Local company lands $8.4M DOD contract


By David Skolnick

skolnick@vindy.com

YOUNGSTOWN

An $8.4 million contract with the U.S. Department of Defense will allow a Youngstown company to provide science, technology, engineering and mathematics (STEM) education to students at 1,000 high schools over the next four years.

Applied Systems & Technology Transfer (AST2), a technical and management consulting company for the defense, energy and environmental markets, initially will select 10 schools, most in Northeast Ohio, in April for the first phase of the program, said Jack Scott, the company’s president, Tuesday.

This is part of the DOD’s Manufacturing Experimentation and Outreach (MENTOR) program that seeks to encourage high- school students to be innovative and creative through activities that will make them interested in new manufacturing careers and “foster the next generation of innovators,” Scott said.

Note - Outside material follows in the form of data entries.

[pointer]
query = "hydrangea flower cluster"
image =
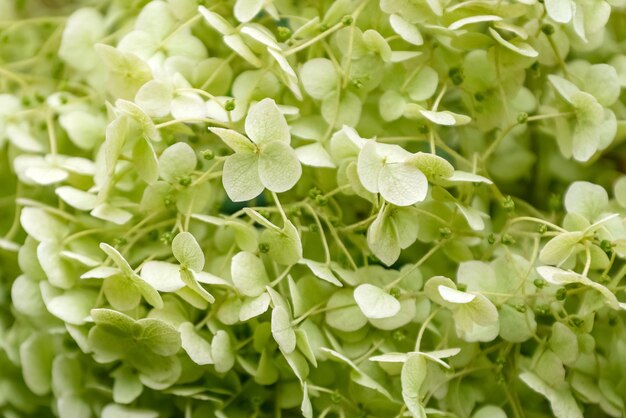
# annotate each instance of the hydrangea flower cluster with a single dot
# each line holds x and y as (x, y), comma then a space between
(349, 208)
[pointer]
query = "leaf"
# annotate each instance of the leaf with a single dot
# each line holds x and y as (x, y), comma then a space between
(452, 295)
(402, 184)
(406, 30)
(343, 313)
(322, 271)
(241, 177)
(234, 140)
(319, 77)
(561, 400)
(562, 246)
(198, 349)
(282, 330)
(41, 225)
(222, 352)
(412, 378)
(248, 274)
(127, 386)
(216, 21)
(155, 98)
(146, 162)
(285, 246)
(188, 252)
(375, 303)
(382, 238)
(431, 165)
(314, 155)
(253, 307)
(279, 168)
(36, 356)
(246, 10)
(163, 276)
(265, 123)
(176, 162)
(73, 306)
(159, 337)
(189, 278)
(516, 46)
(563, 343)
(560, 11)
(586, 199)
(76, 198)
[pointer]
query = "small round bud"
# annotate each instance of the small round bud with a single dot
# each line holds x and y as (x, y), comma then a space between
(445, 232)
(606, 246)
(166, 237)
(547, 28)
(507, 239)
(314, 192)
(284, 33)
(184, 181)
(576, 321)
(347, 20)
(169, 200)
(508, 204)
(321, 200)
(119, 242)
(207, 154)
(398, 335)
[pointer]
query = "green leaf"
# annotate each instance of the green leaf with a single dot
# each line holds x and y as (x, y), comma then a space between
(41, 225)
(279, 167)
(176, 162)
(234, 140)
(127, 386)
(36, 357)
(198, 349)
(406, 30)
(155, 98)
(73, 306)
(319, 77)
(188, 252)
(241, 177)
(163, 276)
(222, 352)
(561, 400)
(159, 336)
(561, 247)
(285, 246)
(560, 11)
(586, 199)
(412, 378)
(375, 303)
(248, 274)
(343, 313)
(563, 343)
(146, 162)
(189, 278)
(282, 331)
(265, 123)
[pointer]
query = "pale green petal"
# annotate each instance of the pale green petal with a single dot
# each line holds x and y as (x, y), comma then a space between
(279, 168)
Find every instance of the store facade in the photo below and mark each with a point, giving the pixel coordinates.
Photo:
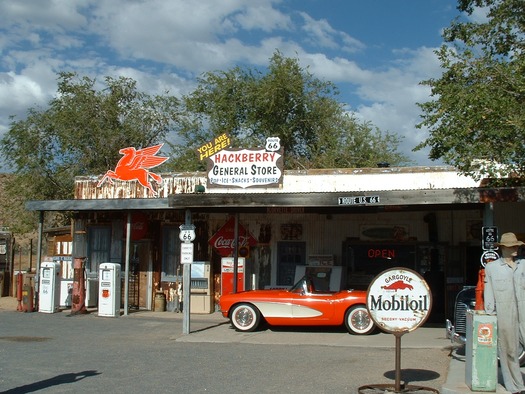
(349, 224)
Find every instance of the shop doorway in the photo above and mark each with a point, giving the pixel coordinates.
(140, 276)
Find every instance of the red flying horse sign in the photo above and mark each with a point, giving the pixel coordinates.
(134, 165)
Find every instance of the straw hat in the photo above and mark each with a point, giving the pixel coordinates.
(509, 240)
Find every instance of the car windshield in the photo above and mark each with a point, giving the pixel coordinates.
(304, 285)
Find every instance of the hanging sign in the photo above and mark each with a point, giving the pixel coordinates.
(187, 232)
(135, 165)
(247, 167)
(399, 300)
(223, 240)
(210, 148)
(489, 238)
(488, 256)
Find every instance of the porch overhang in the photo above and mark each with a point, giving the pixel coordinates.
(345, 199)
(210, 201)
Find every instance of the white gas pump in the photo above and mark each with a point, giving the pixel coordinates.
(49, 293)
(109, 290)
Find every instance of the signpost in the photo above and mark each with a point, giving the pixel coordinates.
(399, 301)
(187, 236)
(489, 237)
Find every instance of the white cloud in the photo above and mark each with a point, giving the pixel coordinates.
(164, 45)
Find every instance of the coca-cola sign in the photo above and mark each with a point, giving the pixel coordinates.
(223, 240)
(399, 300)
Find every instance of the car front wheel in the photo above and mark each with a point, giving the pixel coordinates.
(358, 321)
(245, 317)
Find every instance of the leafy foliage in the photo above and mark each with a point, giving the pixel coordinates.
(286, 102)
(477, 117)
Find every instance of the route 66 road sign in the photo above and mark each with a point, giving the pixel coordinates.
(187, 233)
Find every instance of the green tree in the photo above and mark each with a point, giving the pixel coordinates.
(285, 102)
(477, 116)
(80, 133)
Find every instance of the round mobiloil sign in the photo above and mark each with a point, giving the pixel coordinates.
(399, 300)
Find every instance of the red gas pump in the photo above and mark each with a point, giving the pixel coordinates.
(19, 288)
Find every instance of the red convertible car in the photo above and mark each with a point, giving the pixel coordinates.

The students will design and manufacture electro-mechanical systems such as mobile robots and ground and air vehicles.

“We know that in spite of the importance of manufacturing to our nation’s economy, among 18- to 24-year-olds, manufacturing ranks last among industries in which they would choose to start their careers,” Scott said. “We know something has to change.”

AST2, based in the Youngstown Business Incubator, will install technology in 10 high schools before the start of the next school year allowing juniors and seniors, about 100 for each school, to do hands-on next-generation manufacturing using three-dimensional printers and other high-tech equipment, Scott said.

The technology “has the potential to transform how we learn and how we work and, most importantly, how we learn to work,” he said.

In the second year, an additional 15 schools will be added to the original 10. In the third year, there will be 200 schools involved in the program, and 1,000 schools worldwide by the fourth year, Scott said.

U.S. Rep. Tim Ryan of Niles, D-17th, a supporter of this project, said manufacturing today is completely different than it was 30 to 40 years ago, comparing long-closed steel plants with 3-D imaging and robotics being used today.

This program “is an important investment in preparing today’s students for future STEM careers, particularly manufacturing with its significance to our region,” he said.